Choosing your battles when married, divorced and most importantly when raising kids is very key to remaining strong, sane and keeping the peace. One thing I learned during any conflict or challenge is to (1) sit on my hands (2) keep my mouth shut. In other words – choose your battles carefully, there may be a larger one around the corner.
When I had to hear my ex’s voice during divorce arguments or custody disagreements, sometimes I just had to place the phone down when he was taking and take a stroll to the kitchen. When I returned to the call, it was like I never left. And in the case of responding to an email or phone call, it’s best to stick to the facts, bringing in as little emotion as possible, and get to the solution of issues – not linger in challenges or finger-pointing.

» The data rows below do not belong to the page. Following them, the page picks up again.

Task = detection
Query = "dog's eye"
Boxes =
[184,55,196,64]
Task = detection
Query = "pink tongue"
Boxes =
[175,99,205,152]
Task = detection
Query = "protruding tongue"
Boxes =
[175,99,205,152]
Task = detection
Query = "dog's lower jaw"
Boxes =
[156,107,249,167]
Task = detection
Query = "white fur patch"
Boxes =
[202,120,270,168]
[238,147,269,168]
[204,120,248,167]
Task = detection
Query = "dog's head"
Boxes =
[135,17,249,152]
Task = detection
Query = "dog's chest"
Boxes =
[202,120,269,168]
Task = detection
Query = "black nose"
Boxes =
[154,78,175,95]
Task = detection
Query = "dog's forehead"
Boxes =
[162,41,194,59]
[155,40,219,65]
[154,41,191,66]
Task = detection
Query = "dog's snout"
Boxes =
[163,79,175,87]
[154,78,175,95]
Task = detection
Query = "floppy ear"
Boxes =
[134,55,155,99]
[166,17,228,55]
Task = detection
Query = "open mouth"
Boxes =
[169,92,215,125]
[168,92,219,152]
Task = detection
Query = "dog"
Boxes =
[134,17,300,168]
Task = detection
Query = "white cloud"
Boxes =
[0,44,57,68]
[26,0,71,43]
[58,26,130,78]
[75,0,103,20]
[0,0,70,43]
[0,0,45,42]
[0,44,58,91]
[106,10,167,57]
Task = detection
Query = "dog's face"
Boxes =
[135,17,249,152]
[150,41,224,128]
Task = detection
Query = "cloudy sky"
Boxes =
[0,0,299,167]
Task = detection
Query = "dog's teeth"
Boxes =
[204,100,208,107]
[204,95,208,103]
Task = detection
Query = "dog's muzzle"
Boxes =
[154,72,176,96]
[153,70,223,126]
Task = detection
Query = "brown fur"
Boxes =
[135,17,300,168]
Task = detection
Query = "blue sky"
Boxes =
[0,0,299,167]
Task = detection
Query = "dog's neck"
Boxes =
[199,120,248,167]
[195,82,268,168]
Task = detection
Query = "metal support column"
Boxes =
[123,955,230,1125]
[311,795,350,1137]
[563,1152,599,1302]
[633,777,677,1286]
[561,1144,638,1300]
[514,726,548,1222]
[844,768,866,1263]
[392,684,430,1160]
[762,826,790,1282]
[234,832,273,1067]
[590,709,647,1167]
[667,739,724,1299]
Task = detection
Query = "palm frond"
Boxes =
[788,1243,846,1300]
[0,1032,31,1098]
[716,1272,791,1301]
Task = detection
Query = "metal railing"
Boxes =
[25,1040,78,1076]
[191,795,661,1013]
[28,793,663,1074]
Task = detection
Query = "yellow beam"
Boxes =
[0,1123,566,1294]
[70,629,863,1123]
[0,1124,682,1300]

Il
If name-calling begins to happen in the conversation, my advice is to simple say “I can’t speak to you when you talk to me this way”. You can tell them to call you back after they calm down, text or email you – but hand up and do not reward bad behavior by being a doormat or verbal punching bag.
I also learned in regards to raising and living with teenagers, the same idea applies. Keep the mouth closed and carefully choose your battles. Sometimes engaging just causes greater issues and things leave our mouths that neither parent or child can take back.
Always a good idea, however challenging, to keep your mouth closed when your buttons get pushed. Count to ten, imagine yourself floating on a lake or in a pool, remember a time you were having fun; find the war zone bunker within yourself and just stay quiet until the storm passes.
By choosing your battles wisely, you save your strength for more important ones that you could perhaps win, and keep more of your sanity intact at the same time.